Out-Law News 1 min. read

EU tax information exchange framework will be "strengthened", Commissioner says


The European Commission plans to strengthen existing rules allowing for the automatic exchange of financial information between EU member states in an attempt to tackle tax evasion, its Tax Commissioner has announced.

In a speech in Brussels, Algirdas Šemeta said that "community" action was needed to stop "fraudsters and evaders" abusing the Single Market for the purposes of avoiding tax. He said that the Commission would propose stronger measures "shortly".

"Up to now, I'm afraid that the appetite for full and unreserved coordination has been lacking amongst the Member States," he said. "And as a result, fraudsters and evaders have been able to use our Single Market as a playground for their activities. Moreover, Member States' inclination to put national tactics before the EU approach has diminished our collective impact on the international stage."

"We should not forget that the EU is a global forerunner in tax good governance. We've been ahead of the crowd on issues like automatic exchange of information and fair tax competition, so it is really a pity that we lacked the strong and coordinated stance to push these standards more forcefully at global level. This has to change – and I believe that it will," he said.

In his speech, Šemeta said that he "very much supported" the recent pilot information exchange created by five member states. The arrangement could "accelerate our collective move towards more automatic exchange of information and greater transparency", he said.

In April, the UK, France, Germany, Italy and Spain agreed to automatically exchange the same information between themselves as with the US as part of their compliance with the Foreign Accounts Tax Compliance Act (FATCA). This information includes names, addresses and dates of birth; account numbers and balances and details of payments made into those accounts. It also includes information on certain accounts held by entities, such as offshore trusts. All UK overseas territories with significant financial centres have also agreed to join the pilot.

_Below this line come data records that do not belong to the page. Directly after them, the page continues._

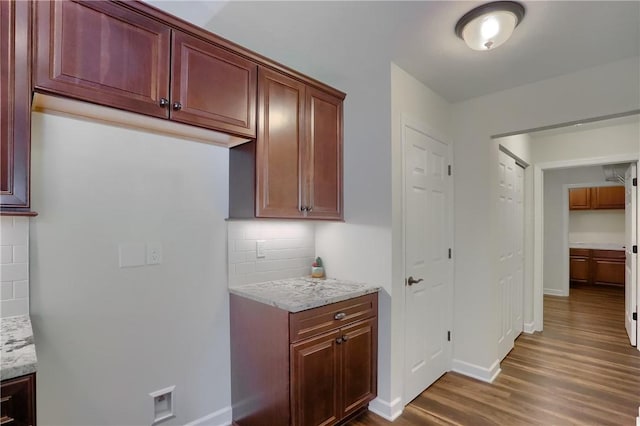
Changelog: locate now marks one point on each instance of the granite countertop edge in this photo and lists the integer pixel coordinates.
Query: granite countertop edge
(17, 350)
(312, 302)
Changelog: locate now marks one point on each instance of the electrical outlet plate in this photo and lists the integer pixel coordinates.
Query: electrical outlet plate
(163, 404)
(154, 253)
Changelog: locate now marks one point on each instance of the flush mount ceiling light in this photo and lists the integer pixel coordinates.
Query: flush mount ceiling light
(488, 26)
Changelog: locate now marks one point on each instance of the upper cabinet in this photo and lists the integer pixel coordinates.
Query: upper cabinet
(297, 157)
(15, 108)
(109, 54)
(597, 198)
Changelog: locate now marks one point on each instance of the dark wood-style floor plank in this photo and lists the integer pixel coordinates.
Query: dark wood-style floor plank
(580, 371)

In an interview with the Financial Times before the speech, Šemeta said that member states that have traditionally resisted calls to share financial information were "gradually moving into positive direction". He said that he was "confident" that Austria and Luxembourg would not block attempts to strengthen information exchange rules.

The Austrian Government has said that it is open to the exchange of data concerning non-resident taxpayers, including trusts and other offshore companies. Last month, Luxembourg announced that it would allow the automatic exchange of information currently required under the EU Savings Directive with other member states from 1 January 2015.